Atypical Sources for History Research

Historians often have a limited view of sources—newspapers, journals and scholarly articles are cited without fail. Obviously, these tried-and-true sources have great value, but it is a mistake to overlook less typical sources when researching a community. Buildings, Sanborn maps, graveyards, and historic register nomination forms are all examples of possible sources that are often overlooked. These sources are especially valuable when researching for local history projects where other sources aren’t readily available.

A great example of synthesizing atypical sources is Native Seattle: Histories from the Crossing-Over Place by Coll Thrush. Thrush “used sources typical of any ethnohistorical project” like oral histories, anthropologists’ notes, and archeological studies, but he didn’t stop there. (XV) He also utilized engineers’ reports, neighborhood studies, and indigenous topical names. In the preface of his book, Thrush discusses the process of “triangulating between these sources” to form a cohesive story. Reading between the lines is very important when using abnormal sources. For example, Thrush argues that in many documents “absences [turn] into evidence.” (XV) Drawing conclusions based on both information that is there and information that is missing can be vital to researching specific topics.

In Native Seattle, Thrush examines the native history that both precedes and continued after the arrival of white settlers in the Seattle area. His choice of topic was interesting to me because he selected two subjects that the general public doesn’t associate with one another—urban life and Native Americans. Showing how these topics overlap requires the use of many unusual sources because there aren’t a many sources that reference both subjects. For example, Thrush used Pioneer Square, which he described as “an archive of urban narratives,” as a source in his writing. (14)

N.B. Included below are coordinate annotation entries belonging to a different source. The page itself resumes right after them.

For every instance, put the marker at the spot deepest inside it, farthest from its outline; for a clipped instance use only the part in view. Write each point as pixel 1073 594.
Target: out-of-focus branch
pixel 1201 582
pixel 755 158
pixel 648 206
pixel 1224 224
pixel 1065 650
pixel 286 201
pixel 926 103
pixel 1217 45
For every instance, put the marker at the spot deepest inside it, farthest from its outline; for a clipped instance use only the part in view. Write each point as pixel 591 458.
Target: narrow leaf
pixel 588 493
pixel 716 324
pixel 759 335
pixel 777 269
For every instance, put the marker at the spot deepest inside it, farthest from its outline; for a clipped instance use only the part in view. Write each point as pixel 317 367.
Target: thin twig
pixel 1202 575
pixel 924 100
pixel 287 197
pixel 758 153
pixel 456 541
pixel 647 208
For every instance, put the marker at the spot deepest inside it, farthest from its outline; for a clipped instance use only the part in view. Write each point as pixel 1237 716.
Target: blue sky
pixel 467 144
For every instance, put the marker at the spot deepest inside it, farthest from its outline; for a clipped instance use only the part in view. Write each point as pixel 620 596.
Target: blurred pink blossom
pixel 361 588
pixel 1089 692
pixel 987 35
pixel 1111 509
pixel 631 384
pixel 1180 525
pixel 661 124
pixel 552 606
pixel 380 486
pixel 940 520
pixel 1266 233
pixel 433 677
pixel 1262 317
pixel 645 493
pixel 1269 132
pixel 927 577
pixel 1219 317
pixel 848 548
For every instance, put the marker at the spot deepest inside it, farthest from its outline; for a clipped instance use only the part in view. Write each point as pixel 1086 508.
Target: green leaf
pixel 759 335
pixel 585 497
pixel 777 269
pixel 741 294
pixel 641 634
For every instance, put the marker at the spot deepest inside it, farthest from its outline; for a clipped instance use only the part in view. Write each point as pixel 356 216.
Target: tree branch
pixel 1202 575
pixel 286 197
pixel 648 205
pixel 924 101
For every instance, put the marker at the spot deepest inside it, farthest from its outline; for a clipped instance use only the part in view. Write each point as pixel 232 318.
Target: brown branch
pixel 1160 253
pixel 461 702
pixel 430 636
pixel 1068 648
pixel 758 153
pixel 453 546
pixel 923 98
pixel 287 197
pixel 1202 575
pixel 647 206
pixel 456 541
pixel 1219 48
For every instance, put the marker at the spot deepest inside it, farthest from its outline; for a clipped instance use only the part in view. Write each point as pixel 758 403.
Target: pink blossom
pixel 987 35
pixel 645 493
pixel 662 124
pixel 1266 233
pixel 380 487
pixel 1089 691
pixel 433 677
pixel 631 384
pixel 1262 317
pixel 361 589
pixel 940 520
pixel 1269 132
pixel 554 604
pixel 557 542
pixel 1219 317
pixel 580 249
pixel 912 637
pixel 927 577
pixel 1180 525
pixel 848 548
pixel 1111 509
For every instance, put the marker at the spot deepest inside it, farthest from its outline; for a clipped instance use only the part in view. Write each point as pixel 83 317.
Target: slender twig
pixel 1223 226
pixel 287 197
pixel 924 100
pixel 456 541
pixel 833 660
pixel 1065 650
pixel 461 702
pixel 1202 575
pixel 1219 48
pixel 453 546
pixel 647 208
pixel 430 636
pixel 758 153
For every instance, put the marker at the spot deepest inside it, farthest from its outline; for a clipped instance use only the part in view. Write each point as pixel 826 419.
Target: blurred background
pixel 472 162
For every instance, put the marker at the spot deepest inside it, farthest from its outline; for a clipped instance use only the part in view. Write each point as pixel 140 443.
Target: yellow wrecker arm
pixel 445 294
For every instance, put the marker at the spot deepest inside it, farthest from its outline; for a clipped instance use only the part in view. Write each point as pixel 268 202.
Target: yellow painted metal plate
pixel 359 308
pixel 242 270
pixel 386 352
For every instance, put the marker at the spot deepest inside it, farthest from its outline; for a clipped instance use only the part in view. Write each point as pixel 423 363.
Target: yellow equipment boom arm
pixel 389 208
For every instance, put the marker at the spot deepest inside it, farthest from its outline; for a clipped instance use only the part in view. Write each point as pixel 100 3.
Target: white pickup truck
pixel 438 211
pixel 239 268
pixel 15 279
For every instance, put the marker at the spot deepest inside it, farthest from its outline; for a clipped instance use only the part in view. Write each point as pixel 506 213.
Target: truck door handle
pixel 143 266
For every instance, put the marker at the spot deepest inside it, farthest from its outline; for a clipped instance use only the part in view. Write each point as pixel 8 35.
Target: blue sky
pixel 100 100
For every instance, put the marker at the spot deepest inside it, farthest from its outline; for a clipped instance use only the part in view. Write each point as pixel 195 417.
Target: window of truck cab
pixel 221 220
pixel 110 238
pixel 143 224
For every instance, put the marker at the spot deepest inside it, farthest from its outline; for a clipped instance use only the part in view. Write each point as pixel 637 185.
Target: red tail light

Another interesting approach Thrush used was framing his story through the lens of a location. Thrush explained that his book is “about a place as much as it is a story about a people, and it is a story about us in the present as much as it is about historical actors.” (7) This was an interesting move on his part, and this choice helped keep his writing engaging because it continually brings the reader back to Seattle and its people. Native Seattle: Histories from the Crossing-Over Place by Coll Thrush is an interesting read as a history student, not only for its content, but also for its writing methods.